Es scheint, als würden sich diese Strömungen gegenseitig hochschaukeln. Ja, es gibt Auseinandersetzungen, im Rahmen der jährlichen Nazi-Demonstrationen in Dortmund zum Beispiel. Militante Antifaschisten rufen dann zum symbolhaften Kampf nach Dortmund. Bei diesen Gegendemonstrationen wurden von den Linken auch Steine und chemische Substanzen gegen Polizisten eingesetzt.
Warum Dortmund? Die sozialen Probleme sind hier größer als anderswo in Deutschland. Es gibt hier ganze Stadtteile mit einer massiven Desintegration und noch immer eine weit, weit überdurchschnittliche Arbeitslosigkeit. Wir haben soziale Brennpunkte, es geht auch um Armutsmigration und Kriminalität, wie die Diskussion um No-Go-Areas zeigt.
Gibt es diese No-Go-Areas? Nein. Es gibt keinen Bereich in der Stadt, in den sich die Polizei nicht in Mannschaftsstärke wagen würde. Aber wir haben einige Angstzonen, in die viele Menschen nur ungern hingehen und in denen sich teilweise kriminelle Milieus stark ausbreiten.
Woran liegen die sozialen Verwerfungen? Die Stadt hatte ärgste Strukturprobleme: Einst gab es den Dreiklang Stahl, Kohle, Bier – die Brautradition. Alle drei Bereiche sind mit wenigen Ausnahmen verschwunden. Die Stadt musste sich neu erfinden und einfache Arbeiter mussten massive Opfer bringen.
Das klingt nach enormem sozialen Sprengstoff? Ja, der BVB hat diesen Sprengstoff ein Stück weit entschärft. Wenn der arbeitslose Vater nach Hause kam und mit seinem pubertierenden Sohn nicht mehr reden konnte, aber der BVB 2:1 im Revierderby gegen Schalke gewonnen hatte: Dann war es wieder gut. Soll heißen: Auch wenn alles andere doof war, auf den BVB waren wir stolz. Es kursierten zwei Schreiben.
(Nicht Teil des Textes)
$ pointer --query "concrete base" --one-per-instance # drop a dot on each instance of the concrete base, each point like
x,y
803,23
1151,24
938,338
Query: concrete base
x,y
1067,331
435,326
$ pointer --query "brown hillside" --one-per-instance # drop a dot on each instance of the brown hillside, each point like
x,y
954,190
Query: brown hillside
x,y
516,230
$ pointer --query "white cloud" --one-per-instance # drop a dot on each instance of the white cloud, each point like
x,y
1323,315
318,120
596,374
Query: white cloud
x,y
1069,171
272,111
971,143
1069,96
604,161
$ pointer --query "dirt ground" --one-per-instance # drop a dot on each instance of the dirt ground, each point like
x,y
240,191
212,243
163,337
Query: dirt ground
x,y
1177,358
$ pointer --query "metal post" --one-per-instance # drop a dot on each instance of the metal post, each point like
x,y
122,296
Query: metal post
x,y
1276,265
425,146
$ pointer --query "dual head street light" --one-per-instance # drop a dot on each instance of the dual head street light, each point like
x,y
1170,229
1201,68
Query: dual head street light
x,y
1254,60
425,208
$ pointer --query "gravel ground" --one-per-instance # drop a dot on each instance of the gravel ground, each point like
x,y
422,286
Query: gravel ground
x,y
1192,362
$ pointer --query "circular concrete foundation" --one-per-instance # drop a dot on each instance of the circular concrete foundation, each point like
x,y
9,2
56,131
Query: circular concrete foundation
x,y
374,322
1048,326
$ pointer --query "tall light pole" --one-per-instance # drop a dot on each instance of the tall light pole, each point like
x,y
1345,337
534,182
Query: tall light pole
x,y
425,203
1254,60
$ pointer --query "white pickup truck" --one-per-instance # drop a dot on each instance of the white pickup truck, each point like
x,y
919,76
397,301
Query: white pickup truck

In dem einen reklamieren Islamisten, im anderen Antifaschisten den Anschlag für sich. Was halten Sie davon? Ich weiß nur: Wenn man die Stadt treffen will, also die Politik, die Gesellschaft, die Form, wie wir hier leben, dann muss man den BVB treffen. Trotz aller sozialen Schwierigkeiten steht dieser Verein für den Zusammenhalt in der Stadt. Er hat eine andere Bedeutung als andere Klubs. Vor einem Spiel sind die Straßen wie leergefegt, jeder läuft im schwarz-gelben Trikot herum. Und als „Kloppi“(Jürgen Klopp) als Trainer gegangen ist, waren hier die Fahnen auf Halbmast. Mit dem BVB trifft man die Stadt ins Mark.
Sie haben die linke Szene angesprochen, die ein blinder Fleck sei. Warum? Es gibt eine gut strukturierte, in sich aber durchaus zerstrittene linksextremistische Szene in Dortmund, von der ein Teil militant ist. In diesem linken Milieu gibt es viele Graubereiche. Von dem Problem sind auch zivilgesellschaftliche Organisationen bis hin zu SPD und Gewerkschaften betroffen.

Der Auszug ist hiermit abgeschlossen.